Le coût de la mise en place de ces politiques est estimé à 300 milliards de dollars supplémentaires dans le budget fédéral annuel. Le rapport postule que les réformes seraient remboursées ne serait-ce que par les économies en termes de prestations de santé publique. Ces réformes auraient des « avantages spectaculaires » pour les communautés de la classe ouvrière et les communautés de couleur qui subissent un préjudice disproportionné en raison de l’extraction et de la consommation de combustibles fossiles, ainsi que pour les communautés historiquement dépendantes des combustibles fossiles.

Par ailleurs, le rapport précise que la mise en place d’une taxe carbone à 40$/T devrait rapporter environ 2 000 milliards de dollars sur la décennie (2021-2030).

Un plan d’action volontairement centré sur la décennie à venir

L’objectif de neutralité des émissions nettes de carbone est fixé pour 2050, mais le rapport indique clairement que ce sont les dix prochaines années qui dicteront le succès des États-Unis dans la réalisation de l’objectif de 2050. C’est pourquoi il concentre ses recommandations et objectifs politiques sur cette période de dix ans. Le comité estime qu’un engagement fort à court terme en faveur d’une décarbonation équitable peut servir de base solide pour atteindre l’objectif à plus longs termes d’émissions nettes zéro.

Les recommandations du rapport de l’Académie mettent à disposition des décideurs politiques une trajectoire potentielle afin d’étendre leurs efforts vers la décarbonation. Le rapport se distingue particulièrement dans son approche sociale, qu’il intègre aux considérations technologiques et économiques, plus conventionnelles. Il est fort probable que cette publication influence et crée un terreau fertile favorisant l’émergence d’une génération de propositions politiques plus inclusives sur la thématique.

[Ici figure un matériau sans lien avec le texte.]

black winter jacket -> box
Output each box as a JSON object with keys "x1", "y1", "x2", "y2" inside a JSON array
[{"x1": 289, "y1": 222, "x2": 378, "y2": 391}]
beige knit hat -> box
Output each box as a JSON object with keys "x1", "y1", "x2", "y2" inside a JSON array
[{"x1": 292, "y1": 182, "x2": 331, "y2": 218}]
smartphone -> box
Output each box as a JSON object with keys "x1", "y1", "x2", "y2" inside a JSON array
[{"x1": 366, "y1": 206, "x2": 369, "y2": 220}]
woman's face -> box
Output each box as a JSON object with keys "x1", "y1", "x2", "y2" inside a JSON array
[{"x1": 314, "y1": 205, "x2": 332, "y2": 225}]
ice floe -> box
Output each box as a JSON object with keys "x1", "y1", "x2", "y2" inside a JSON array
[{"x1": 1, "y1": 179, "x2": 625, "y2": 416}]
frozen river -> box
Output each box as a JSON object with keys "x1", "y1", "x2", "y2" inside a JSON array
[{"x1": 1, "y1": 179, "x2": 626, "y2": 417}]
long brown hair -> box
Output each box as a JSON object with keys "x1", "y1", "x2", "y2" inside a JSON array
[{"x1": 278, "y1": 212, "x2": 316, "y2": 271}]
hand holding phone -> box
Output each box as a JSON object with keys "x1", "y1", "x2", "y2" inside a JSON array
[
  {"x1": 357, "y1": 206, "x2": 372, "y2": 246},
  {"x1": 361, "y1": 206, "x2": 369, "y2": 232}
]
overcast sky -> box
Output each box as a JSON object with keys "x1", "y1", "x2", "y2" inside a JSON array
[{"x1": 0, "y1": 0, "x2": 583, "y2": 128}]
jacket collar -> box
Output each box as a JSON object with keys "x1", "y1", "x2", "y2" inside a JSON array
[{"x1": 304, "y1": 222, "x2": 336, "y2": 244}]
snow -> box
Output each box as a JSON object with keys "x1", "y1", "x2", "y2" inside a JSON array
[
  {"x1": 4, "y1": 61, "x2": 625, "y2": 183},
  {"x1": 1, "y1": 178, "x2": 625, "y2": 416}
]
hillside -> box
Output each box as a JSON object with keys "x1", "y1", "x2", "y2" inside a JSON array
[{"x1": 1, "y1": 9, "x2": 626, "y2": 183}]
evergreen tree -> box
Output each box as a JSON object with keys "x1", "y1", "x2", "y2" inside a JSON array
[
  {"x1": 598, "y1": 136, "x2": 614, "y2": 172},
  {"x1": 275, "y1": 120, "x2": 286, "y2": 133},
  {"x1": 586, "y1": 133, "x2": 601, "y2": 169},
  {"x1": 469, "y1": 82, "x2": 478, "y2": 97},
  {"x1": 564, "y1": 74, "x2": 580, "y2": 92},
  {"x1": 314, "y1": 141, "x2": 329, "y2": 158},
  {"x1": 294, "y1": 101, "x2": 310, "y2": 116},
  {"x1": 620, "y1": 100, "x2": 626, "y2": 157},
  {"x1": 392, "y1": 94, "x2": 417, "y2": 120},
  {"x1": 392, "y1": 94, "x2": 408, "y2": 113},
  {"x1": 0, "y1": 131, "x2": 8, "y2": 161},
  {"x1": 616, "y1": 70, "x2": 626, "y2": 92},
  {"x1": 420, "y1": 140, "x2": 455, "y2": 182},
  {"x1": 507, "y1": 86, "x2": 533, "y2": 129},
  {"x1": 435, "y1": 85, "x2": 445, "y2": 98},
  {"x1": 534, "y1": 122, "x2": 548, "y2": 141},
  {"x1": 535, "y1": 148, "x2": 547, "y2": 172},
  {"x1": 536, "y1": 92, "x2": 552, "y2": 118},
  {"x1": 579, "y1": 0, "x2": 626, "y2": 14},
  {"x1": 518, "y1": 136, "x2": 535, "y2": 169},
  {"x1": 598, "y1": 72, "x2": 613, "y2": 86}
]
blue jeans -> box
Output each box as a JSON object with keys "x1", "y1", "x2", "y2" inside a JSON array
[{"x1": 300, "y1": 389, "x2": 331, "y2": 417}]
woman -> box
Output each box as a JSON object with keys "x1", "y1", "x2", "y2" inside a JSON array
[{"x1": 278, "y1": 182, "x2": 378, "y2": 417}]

Un mouvement vers la décarbonation qui s’accélère dans l’écosystème politique Washingtonien

Les réflexions autour des stratégies de décarbonation existent évidemment depuis de nombreuses années dans les sphères politiques, scientifiques et technologiques Washingtoniennes, mais elles bénéficient dorénavant du soutien du gouvernement. Ce soutien est illustré par la publication des récents décrets du président Biden mettant fin aux nouveaux permis d’exploitation d’hydrocarbures sur les terres fédérales ou faisant passer le parc automobile fédéral aux véhicules électriques, entre autres.

Cette nouvelle administration est perçue comme plus réceptive à ces thématiques par la communauté scientifique et politique américaine. L’élection semble ainsi avoir créé un appel d’air ayant comme conséquence, entre autres, une augmentation du volume d’activité des think-tanks américains sur les questions de décarbonation, aussi bien sur les volets scientifiques et technologiques que politiques ou sécuritaires (voir les travaux du WRI à ce sujet, ou du CSIS).

Pour aller plus loin :

  • Le rapport (en anglais) : ici.
  • Le résumé aux décideurs : ici.
  • Communiqué de presse : ici.
  • Highlights du Consensus Study report : ici.
  • Réunion de rendu : ici.
  • Présentation de la réunion de rendu : ici.
  • Carte interactive des objectifs : ici.
  • Table des objectifs : ici.

 


Rédacteur :

Julien Bolard, Attaché adjoint pour la Science et la Technologie – Climat, environnement et énergie – Washington, D.C. – [email protected]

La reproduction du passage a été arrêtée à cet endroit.